Si vede che non era destino, Daniele Petruccioli espone e umanizza le fragilità di Maria, la madre esclusa dalla Trinità

by Giorgia Ruggiero

Se c’è una donna che ha modellato le redini della cultura occidentale, quella è Maria – la Maria più famosa di tutte – la madre di Gesù. Eppure di questa donna, malgrado la sua influenza epocale, sappiamo molto poco. Paradosso figlio della Storia: come spesso accade – di fatto – le grandi donne, seppur siano grandi, sono vittime di un’ombra colossale sulle loro imprese, perché prima di loro e dei loro passi ci sono sempre quelli dei grandi uomini che hanno accompagnato. Maria è esclusa anche dal padre, figlio, e spirito santo. E la madre?

Daniele Petruccioli, attore e traduttore, dà spazio alla luce trascurata di Maria, al suo io, come se le stesse dando modo di spiegarsi, di sentirsi parte delle narrazioni religiose, attraverso un libro del tutto laico: Si vede che non era destino.

Era difficilissimo non risultare dissacrante, tuttavia Petruccioli riesce nell’impresa, pur riportando sulla terra e umanizzando una santa.

È proprio questo il motore della potenza di questo libro: esporre la fragilità, l’umanità di Maria. Sentire che la mamma dell’uomo più grande di tutti i tempi ha dolori e drammi contemporanei alle nostre vite, è effettivamente un istantaneo modo di darle ascolto, di empatizzare con lei.

Ed è inevitabile, perché in Si vede che non era destino Maria si racconta sin da bambina: è già da quell’infanzia poco placida che inizia ad aver contezza di non essere come gli altri, di vedere cose che gli altri non vedono. Sono solo i sintomi di quello che già portava nel nome, nel grembo, sul viso: è il destino. Nel libro si chiama Argento. Maria, sin da piccola, a volte si addormenta e piomba in questo mondo diverso che è fatto di bambini, di pace – appunto – d’argento.

Ti senti un po’ sbagliata, un po’ malata, se vedi cose che vedi solo tu e gli altri no, e che ti sembrano più vere delle cose che vedono tutti gli altri. Mi piacerebbe tanto essere come tutti gli altri. Ma si vede che non era destino.”
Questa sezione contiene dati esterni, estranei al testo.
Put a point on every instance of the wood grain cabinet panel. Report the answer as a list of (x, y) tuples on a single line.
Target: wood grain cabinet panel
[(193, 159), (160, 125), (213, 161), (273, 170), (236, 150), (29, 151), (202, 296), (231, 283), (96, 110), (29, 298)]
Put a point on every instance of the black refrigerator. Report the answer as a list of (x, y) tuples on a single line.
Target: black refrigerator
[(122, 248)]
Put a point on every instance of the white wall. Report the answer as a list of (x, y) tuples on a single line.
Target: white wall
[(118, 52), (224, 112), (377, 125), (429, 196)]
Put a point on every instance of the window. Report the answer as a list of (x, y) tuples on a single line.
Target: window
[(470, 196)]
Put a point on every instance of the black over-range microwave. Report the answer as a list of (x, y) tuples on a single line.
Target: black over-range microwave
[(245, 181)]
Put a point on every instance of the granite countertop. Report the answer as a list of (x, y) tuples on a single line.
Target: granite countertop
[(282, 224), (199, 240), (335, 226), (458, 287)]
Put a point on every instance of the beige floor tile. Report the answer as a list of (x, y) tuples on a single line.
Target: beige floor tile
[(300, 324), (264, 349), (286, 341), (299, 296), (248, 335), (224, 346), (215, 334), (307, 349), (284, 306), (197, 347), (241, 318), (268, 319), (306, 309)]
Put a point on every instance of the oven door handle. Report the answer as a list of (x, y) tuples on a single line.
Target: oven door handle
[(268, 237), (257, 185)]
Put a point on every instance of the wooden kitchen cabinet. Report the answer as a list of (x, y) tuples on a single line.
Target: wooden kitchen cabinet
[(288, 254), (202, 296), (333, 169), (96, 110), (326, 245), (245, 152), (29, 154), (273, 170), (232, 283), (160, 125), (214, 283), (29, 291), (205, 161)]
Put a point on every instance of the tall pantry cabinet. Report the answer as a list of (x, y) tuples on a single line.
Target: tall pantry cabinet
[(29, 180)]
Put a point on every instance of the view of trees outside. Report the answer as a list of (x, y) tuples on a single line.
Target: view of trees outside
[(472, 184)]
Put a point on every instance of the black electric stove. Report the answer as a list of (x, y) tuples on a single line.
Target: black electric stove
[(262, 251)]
È con quest’argento che continuerà a confrontarsi per il resto del viaggio, anche dopo aver fatto i conti con la perdita dell’amore della sua vita, Giuseppe, un uomo buono e comprensivo. Soprattutto nei confronti di Ieshua, Gesù.
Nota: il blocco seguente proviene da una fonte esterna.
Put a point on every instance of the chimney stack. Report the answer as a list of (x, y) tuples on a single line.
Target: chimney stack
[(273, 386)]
È ribelle, Ieshua, si mette contro i sacerdoti, contro i poteri: Maria lo sa di avergli donato inconsapevolmente la stessa sensibilità che l’aveva caratterizzata per tutta la sua infanzia, le sue voci, i bambini, l’argento.

Lo comprende poco, ma ascolta i suoi silenzi. Perché lo ama, è suo figlio. Spererà che non sia lui sulla croce, ma il mondo Ieshua voleva cambiarlo.

Maria è umana, e persino la scena del parto, mai raccontata da nessuna parte nella sua sofferenza, la umanizza fino allo sfinimento, dà finalmente senso alla citazione frutto del suo seno, perché adesso la vediamo, la sentiamo, quella madre.

È già mio figlio. Sono tutti, siete tutti figli miei.”